A new study has shown that a daily dose of aspirin can double the life expectancy of patients suffering from gastrointestinal tract (GI) cancer. Based on data collected from 14,000 cancer patients in the Netherlands, those who took the painkiller every day were twice as likely to still be alive after four years as those who didn't.
The link between this cheap, over-the-counter drug and cancer has been spotted before: a 2014 report suggested a daily tablet could improve cancer patients' chances of living longer and even prevent the disease from taking hold in the first place. "[Taking aspirin] looks to be the most important thing we can do to reduce cancer after stopping smoking and reducing obesity," Jack Cuzick of the Queen Mary University of London said at the time.
This new report, which analysed data from 13,715 patients who had been diagnosed with a GI cancer between 1998 and 2011, now adds to the previous findings.
Presenting at the 2015 European Cancer Congress in Vienna, a team from Leiden University in the Netherlands reported that 30.5 percent of patients used aspirin pre-diagnosis, 8.3 percent were exclusively post-diagnosis users, and 61.1 percent had not taken aspirin at all.
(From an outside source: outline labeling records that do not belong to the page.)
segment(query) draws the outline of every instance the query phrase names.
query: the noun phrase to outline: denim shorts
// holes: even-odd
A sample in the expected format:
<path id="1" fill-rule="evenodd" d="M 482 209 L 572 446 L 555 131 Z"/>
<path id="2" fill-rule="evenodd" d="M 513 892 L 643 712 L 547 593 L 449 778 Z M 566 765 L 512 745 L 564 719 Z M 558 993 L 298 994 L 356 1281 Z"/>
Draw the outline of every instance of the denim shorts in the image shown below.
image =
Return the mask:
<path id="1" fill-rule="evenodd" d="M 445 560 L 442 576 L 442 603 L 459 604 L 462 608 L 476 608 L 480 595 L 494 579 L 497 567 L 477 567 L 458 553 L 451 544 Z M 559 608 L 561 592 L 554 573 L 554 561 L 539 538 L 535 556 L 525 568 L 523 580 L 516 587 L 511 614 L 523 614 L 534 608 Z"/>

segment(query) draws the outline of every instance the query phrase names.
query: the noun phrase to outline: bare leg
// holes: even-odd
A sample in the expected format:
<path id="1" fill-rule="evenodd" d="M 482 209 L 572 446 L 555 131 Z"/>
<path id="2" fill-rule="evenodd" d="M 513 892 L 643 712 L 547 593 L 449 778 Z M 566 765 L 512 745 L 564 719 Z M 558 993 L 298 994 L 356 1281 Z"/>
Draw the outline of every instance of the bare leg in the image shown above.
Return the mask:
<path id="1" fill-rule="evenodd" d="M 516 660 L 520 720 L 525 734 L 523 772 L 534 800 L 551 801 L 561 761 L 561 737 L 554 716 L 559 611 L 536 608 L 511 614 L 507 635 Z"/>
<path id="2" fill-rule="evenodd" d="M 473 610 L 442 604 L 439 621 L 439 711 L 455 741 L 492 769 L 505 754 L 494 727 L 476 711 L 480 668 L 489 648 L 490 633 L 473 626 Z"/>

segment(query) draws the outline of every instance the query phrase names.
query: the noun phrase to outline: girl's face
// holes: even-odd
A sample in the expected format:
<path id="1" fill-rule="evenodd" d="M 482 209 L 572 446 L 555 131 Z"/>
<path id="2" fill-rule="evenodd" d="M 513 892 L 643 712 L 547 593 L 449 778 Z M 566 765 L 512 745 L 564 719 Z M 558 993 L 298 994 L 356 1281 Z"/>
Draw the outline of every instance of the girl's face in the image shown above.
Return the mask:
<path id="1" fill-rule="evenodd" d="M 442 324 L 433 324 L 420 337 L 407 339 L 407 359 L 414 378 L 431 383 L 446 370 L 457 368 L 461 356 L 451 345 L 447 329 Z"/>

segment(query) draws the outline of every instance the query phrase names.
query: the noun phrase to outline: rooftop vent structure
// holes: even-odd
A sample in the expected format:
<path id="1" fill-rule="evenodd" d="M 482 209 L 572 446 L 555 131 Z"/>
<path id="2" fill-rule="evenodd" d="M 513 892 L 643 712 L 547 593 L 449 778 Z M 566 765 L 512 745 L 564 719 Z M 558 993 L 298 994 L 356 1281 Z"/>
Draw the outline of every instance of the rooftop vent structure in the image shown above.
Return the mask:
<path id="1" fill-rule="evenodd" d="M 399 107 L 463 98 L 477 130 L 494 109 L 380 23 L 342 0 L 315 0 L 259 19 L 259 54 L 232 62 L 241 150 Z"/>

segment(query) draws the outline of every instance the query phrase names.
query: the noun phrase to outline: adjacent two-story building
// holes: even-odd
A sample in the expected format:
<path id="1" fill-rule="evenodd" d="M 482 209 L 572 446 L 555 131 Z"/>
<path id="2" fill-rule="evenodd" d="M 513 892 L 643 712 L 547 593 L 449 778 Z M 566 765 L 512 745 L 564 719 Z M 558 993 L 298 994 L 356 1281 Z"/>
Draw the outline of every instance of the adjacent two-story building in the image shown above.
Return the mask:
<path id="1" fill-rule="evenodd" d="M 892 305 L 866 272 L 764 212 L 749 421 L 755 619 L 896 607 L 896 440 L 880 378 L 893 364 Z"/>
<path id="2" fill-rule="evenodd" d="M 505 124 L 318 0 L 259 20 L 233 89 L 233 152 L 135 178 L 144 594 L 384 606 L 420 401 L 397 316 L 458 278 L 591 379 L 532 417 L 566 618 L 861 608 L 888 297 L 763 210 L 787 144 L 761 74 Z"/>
Of these patients, 28 percent survived for at least five years post diagnosis, and those using aspirin after their diagnosis had double the chance of survival compared to those who did not.
Additional factors - such as gender, age, stage of cancer, treatments, and other medical conditions - were used to independently determine the impact of taking aspirin on the body.
"Through studying the characteristics of tumours in patients where aspirin was beneficial, we should be able to identify patients who could profit from such treatment in the future," lead researcher Martine Frouws said in press release. "Given that aspirin is a cheap, off-patent drug with relatively few side-effects, this will have a great impact on healthcare systems as well as patients."
Further studies are currently taking place to check for any noticeable patterns when the treatment is applied to different types of cancer. Only when the researchers have access to a lot more data will it be possible to recommend it to the wider public - one of the known side effects of aspirin to consider is an increased chance of internal bleeding, and researchers must be sure that the advantages outweigh the disadvantages before we all start popping aspirin pills every day.
"Now we would like to analyse tumour material from these patients to try and discover which ones would benefit from aspirin treatment," says Frouws. "Through studying the characteristics of tumours in patients where aspirin was beneficial, we should be able to identify patients who could profit from such treatment in the future."